Arish Ali Khan

Personal information
- Born: 20 December 2000 (age 25) Karachi, Sindh, Pakistan
- Batting: Right-handed
- Bowling: Slow left-arm orthodox
- Role: All rounder

Domestic team information
- 2021: Quetta Gladiators
- 2022: Peshawar Zalmi (squad no. 2)
- Source: Cricinfo, 2 February 2022

= Arish Ali Khan =

Pakistani cricketer (born 2000)

Arish Ali Khan (born 20 December 2000) is a Pakistani cricketer. He was named in Pakistan's squad for the 2020 Under-19 Cricket World Cup. Prior to the 2020 Pakistan Super League, he was named as one of six local rookies to watch. He made his Twenty20 debut on 19 June 2021, for Quetta Gladiators in the 2021 Pakistan Super League, taking four wickets in the match. He made his first-class cricket debut in 2023.

== Early life and career==
Arish Ali Khan was born on 20 December 2000 in Karachi, Pakistan. At age 10, he joined the National Bank Cricket Academy to pursue cricket. While pursuing cricket, Arish also studied for a degree in computer science.

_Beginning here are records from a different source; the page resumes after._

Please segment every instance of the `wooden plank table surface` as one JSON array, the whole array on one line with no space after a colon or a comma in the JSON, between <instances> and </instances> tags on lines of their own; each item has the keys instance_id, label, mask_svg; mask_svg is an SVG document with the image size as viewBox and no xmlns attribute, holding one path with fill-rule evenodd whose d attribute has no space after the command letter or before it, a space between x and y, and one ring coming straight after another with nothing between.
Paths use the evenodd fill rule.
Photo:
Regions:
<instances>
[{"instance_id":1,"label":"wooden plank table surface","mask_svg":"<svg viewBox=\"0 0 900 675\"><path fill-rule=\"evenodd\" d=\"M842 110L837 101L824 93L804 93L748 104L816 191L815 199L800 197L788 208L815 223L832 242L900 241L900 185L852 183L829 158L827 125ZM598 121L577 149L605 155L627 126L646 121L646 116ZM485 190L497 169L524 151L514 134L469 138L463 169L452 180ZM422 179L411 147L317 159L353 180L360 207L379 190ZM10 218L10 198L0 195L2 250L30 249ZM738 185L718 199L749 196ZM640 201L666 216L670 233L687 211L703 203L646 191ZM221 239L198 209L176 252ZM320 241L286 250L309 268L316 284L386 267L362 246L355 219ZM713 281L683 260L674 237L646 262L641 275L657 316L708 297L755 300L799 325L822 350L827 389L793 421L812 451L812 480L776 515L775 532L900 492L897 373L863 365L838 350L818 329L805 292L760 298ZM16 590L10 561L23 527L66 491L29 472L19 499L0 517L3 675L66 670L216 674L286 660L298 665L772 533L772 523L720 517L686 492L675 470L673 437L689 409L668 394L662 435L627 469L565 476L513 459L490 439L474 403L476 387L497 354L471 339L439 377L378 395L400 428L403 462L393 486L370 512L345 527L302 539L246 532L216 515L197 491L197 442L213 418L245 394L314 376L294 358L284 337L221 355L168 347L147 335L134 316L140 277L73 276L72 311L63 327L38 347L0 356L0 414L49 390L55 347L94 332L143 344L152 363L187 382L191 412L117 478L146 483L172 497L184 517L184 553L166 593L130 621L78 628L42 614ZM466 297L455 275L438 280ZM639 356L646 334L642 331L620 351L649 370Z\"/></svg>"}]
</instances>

In 2014, Arish gave trials for the Karachi Region Under-16 team and, although initially unsuccessful, he later joined and captained the Pakistan Under-16 team in 2015. Under his captaincy, the team won series against Australia in One-Day and T20 formats. He continued as captain during the 2016 tour of the UAE.

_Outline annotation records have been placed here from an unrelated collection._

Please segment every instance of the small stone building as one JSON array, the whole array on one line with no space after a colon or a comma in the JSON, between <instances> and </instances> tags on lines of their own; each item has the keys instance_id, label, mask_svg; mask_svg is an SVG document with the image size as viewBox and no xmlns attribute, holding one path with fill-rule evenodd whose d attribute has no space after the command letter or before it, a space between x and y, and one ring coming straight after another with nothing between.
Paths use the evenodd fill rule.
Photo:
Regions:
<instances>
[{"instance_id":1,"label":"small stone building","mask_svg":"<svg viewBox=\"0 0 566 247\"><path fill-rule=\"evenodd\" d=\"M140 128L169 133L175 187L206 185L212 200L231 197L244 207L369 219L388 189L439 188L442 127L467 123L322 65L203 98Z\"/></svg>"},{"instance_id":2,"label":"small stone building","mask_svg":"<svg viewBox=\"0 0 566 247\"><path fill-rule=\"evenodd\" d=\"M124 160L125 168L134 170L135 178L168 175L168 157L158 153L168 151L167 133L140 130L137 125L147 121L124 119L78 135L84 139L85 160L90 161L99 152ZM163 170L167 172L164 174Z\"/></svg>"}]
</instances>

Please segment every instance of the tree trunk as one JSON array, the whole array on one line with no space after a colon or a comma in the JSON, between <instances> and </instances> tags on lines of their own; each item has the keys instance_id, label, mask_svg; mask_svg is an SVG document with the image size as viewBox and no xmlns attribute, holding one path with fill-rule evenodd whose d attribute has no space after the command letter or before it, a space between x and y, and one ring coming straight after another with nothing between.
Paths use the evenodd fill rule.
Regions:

Arish began playing Grade 2 cricket at age 15, starting with Pakistan Railways in the Patron's Trophy (Grade II) 2015/16, where he took 15 wickets in four matches. He also played for Port Qasim Authority in subsequent seasons, taking a total of 17 wickets.

In Under-19 cricket, Arish took 16 wickets in 10 matches during the Inter Region Under-19 One Day Tournament 2017/18 and 30 wickets in 6 games for Sindh Under-19s in the National Under-19 Three Day Tournament 2019/20.